Lutregala Marsh Reserve

Protected 2005


Lutregala Marsh Reserve is next to the Bruny Island Neck Game Reserve. It has two outstanding vulnerable habitats: a coastal saltmarsh and saline grassland. Because of these, the property is listed on the register of the National Estate.

Some parts of Lutregala Marsh are slightly higher than others. Some parts of the saltmarsh are saltier than others. Even these small changes produce conditions that support different plant communities. This diversity, as well as very little human disturbance, makes the site a hotspot for birds. Raptors, or birds of prey, particularly like the area.

You can find out more about why saltmarsh is important on the NRM South website.

Saltmarsh at Lutregala Marsh Reserve. Photo: Andy Townsend


Lutregala Marsh Reserve is important foraging habitat for swamp harriers. There are high numbers of these birds of prey around the marsh during the day. Swamp harriers breed within the saltmarsh habitat, nesting above the water line. Brown falcons and brown goshawks are also likely to forage on the reserve.

In the black peppermint forest on the reserve, sea eagles perch, looking for fish in Simpsons Bay. Masked owls live nearby – the peppermint forest has several trees with large hollows where they could nest.
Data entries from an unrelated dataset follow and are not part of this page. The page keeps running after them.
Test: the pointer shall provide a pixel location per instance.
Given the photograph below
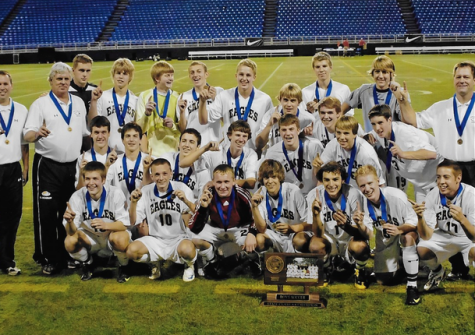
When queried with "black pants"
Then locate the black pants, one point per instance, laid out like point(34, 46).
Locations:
point(11, 199)
point(53, 185)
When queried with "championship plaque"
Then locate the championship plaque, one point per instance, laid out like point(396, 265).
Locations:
point(295, 270)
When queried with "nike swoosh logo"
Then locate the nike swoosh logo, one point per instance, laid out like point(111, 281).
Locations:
point(249, 43)
point(409, 40)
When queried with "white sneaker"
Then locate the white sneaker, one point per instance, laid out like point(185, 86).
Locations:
point(189, 273)
point(155, 271)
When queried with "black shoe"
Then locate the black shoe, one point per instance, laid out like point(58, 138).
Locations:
point(49, 269)
point(412, 296)
point(123, 276)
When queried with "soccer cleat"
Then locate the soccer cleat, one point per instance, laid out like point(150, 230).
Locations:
point(189, 273)
point(123, 276)
point(434, 280)
point(412, 296)
point(360, 279)
point(12, 271)
point(155, 272)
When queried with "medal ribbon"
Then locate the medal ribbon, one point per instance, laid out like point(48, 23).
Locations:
point(384, 213)
point(389, 156)
point(238, 165)
point(299, 172)
point(101, 204)
point(461, 127)
point(375, 96)
point(168, 195)
point(220, 208)
point(238, 107)
point(120, 116)
point(131, 184)
point(176, 172)
point(329, 90)
point(165, 106)
point(271, 216)
point(443, 199)
point(93, 153)
point(7, 127)
point(352, 160)
point(66, 118)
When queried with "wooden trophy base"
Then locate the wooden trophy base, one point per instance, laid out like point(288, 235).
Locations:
point(305, 299)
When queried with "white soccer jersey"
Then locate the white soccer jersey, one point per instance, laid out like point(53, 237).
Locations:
point(363, 96)
point(197, 179)
point(305, 119)
point(324, 136)
point(399, 211)
point(440, 117)
point(365, 155)
point(294, 209)
point(10, 146)
point(88, 157)
point(352, 196)
point(339, 91)
point(211, 159)
point(163, 213)
point(437, 215)
point(421, 173)
point(224, 107)
point(106, 107)
point(115, 174)
point(311, 148)
point(209, 132)
point(113, 209)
Lutregala Marsh is an important site for invertebrates that can only live in salty water. Because the saltiness of the marsh differs so much from place to place, lots of different kinds of crustaceans and molluscs live there.


In the less-salty parts of the reserve, there are weeds such as sweet pittosporum and blackberry. The TLC is working to control these.

Neighbouring properties have stock, which could damage the marsh. These animals are kept out by fencing.

Cats hunt in the area surrounding the marsh, so the TLC works with the Bruny Island community to reduce their impact on wildlife.

White-bellied sea eagle. Photo: Peter Vaughan.


Aboriginal heritage at Lutregala Marsh

The Nuenonne people have lived for tens of thousands of years on Bruny Island. They were part of the South East Nation, whose land covered more than 3,500 sq kms. The border of that land runs along the west bank of the River Derwent from New Norfolk to Storm Bay, including the D’Entrecasteaux Channel and Bruny Island as far south as South Cape and inland north to the Huon Valley and New Norfolk. You can read more about this nation in Tasmanian Aborigines, A History since 1803 by Lyndall Ryan. Bruny Island remains a significant place for the traditional owners of this land.

The Nuenonne word, ‘lutregala’, means ‘fine day’ in English. The region around and including Lutregala Marsh was probably used extensively by Nuenonne people before European colonisation of the island and even afterwards. There are lots of shellfish in the large tidal areas on the ocean side of the reserve. In the marsh, people could have hunted animals and collected plant foods.

How Lutegrala Marsh was protected

The site was previously owned by the Tasmanian Conservation Trust. Julian and Christina Sigrist of The Sheepwash, Bruny Island, left the western part of the property to the Trust in a bequest. The Trust bought the eastern portion from Mrs Ruth Bush, of Porongarup WA. In 2005, the Trust decided to sell the property to someone who would conserve it in accordance with the original bequest.

The Tasmanian Land Conservancy bought Lutregala Marsh from the Trust, thanks to many generous donations. The TLC placed a permanent conservation covenant over the reserve in 2008, protecting it forever.